In her 9 December 1897 letter Maria Pavlovna informed her brother: " is much talked about in Moscow and everybody loves it." Some of his other correspondents, though, expressed reservations. Doctor N.I. Korobov, whom Chekhov knew from their University days, enquired: "Why such pessimistic stories in Russkiye Vedomosti? Write something life-affirming, bringing to life youth memories when one wants to jump with joy of living!
Pyotr I. Dyakonov, a well-known Russian surgeon, while expressing great interest in the story and the details concerning it, wrote: "I have to admit, the general impression that leave, is rather depressing... Surely life provides every possible reason for such attitude.
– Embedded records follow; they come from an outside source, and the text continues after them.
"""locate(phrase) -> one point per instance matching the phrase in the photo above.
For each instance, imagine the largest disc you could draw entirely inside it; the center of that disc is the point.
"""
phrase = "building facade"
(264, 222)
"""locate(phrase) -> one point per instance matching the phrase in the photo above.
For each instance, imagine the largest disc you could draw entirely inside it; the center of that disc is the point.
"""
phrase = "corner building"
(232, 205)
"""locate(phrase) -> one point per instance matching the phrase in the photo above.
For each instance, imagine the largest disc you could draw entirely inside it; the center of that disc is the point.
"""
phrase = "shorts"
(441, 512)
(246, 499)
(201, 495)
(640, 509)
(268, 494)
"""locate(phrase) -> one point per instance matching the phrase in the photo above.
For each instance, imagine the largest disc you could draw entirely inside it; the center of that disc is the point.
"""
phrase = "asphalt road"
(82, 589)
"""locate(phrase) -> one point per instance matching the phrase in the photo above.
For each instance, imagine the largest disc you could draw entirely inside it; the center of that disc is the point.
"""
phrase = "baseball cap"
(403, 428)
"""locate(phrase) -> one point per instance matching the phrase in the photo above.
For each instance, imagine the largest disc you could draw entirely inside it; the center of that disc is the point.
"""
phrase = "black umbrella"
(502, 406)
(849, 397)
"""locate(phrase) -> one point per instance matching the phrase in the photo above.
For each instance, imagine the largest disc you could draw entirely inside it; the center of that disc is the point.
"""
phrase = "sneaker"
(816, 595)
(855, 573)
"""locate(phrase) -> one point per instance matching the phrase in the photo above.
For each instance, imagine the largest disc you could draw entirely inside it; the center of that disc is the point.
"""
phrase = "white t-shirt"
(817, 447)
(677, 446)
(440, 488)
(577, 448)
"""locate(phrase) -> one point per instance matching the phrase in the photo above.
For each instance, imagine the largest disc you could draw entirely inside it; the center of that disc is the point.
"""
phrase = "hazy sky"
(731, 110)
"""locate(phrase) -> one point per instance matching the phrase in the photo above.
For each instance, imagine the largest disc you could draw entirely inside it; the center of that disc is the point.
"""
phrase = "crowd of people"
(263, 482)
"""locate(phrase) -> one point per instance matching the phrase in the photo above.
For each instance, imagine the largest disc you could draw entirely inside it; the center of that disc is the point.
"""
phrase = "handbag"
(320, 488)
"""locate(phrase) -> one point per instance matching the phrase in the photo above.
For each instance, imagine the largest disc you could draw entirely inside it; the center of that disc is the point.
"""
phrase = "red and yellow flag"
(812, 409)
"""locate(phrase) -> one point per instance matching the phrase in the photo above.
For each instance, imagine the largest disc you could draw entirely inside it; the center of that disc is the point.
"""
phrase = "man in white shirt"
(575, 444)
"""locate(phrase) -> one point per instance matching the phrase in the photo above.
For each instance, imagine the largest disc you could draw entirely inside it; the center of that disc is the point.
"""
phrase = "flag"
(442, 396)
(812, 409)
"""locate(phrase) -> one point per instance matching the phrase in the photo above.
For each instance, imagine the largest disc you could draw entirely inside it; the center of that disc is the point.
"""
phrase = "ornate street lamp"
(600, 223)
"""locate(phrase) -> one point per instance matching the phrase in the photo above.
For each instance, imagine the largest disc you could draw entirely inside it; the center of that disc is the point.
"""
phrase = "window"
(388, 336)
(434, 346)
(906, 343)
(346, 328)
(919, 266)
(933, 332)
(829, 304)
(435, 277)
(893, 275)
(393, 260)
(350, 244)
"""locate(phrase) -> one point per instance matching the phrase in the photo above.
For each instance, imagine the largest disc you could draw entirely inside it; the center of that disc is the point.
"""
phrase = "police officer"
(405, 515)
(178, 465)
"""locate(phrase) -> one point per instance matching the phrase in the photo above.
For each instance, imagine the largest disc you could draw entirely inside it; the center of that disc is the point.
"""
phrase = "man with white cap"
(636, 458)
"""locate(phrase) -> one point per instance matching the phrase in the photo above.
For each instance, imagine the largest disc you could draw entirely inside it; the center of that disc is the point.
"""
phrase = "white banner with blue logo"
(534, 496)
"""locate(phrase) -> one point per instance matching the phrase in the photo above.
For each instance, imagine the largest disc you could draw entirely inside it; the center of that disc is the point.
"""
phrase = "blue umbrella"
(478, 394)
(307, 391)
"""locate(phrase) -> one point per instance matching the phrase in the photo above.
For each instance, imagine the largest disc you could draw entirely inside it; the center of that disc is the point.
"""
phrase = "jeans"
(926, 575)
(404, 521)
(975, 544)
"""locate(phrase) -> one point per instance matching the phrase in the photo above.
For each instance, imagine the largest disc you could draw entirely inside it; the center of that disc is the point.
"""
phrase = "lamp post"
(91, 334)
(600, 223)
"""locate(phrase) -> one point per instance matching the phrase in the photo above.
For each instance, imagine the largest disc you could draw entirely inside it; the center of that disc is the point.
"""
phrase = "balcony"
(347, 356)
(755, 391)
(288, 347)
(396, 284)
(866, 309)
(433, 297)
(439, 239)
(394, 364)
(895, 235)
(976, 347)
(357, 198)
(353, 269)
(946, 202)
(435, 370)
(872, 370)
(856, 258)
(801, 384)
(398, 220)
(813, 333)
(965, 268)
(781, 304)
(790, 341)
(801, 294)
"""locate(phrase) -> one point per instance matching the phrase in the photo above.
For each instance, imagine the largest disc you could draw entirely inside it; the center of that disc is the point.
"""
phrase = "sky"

But the fine surroundings, the pictures of nature you now live amongst, the diversity of your impressions and other fine aspects of travelling might have served well to dispel this mood? "
The anonymous Courier reviewer, in his 4 December 1897 article called "The Latest Stories by A.P. Chekhov", wrote of "the two marvellous stories in Russkiye Vedomosti, full of the Chekhov of old's power and talent... evoke mostly heavy thoughts and bitter feelings, but is it the artist's fault that life itself confronts him only with sad images, evoking somber sounds from his lyre?.. Besides, our author's forte is depicting with great power the darker sides of life, eliciting in him either irony, or satiric smile or grief and sorrow." According to the reviewer, "Chekhov's Vera is another fine and true portrait in the vast gallery of Russian women," starting from Pushkin's Tatyana, sharing the same pain of broken dreams and shattered lives.
V. Albov in Mir Bozhiy felt disappointed with how Vera Kardina "totally refuses to resist" what seems to be he fate, much in the vein of many other Chekhov's female characters, who "easily give themselves to whatever monster comes their way." The critic explained this as part of Chekhov's peculiar attitude towards his characters. "A lonely, doomed dreamer, living in the society where the great majority is being driven by animal instincts, this picture appealed to Chekhov a lot," Albov wrote in 1903.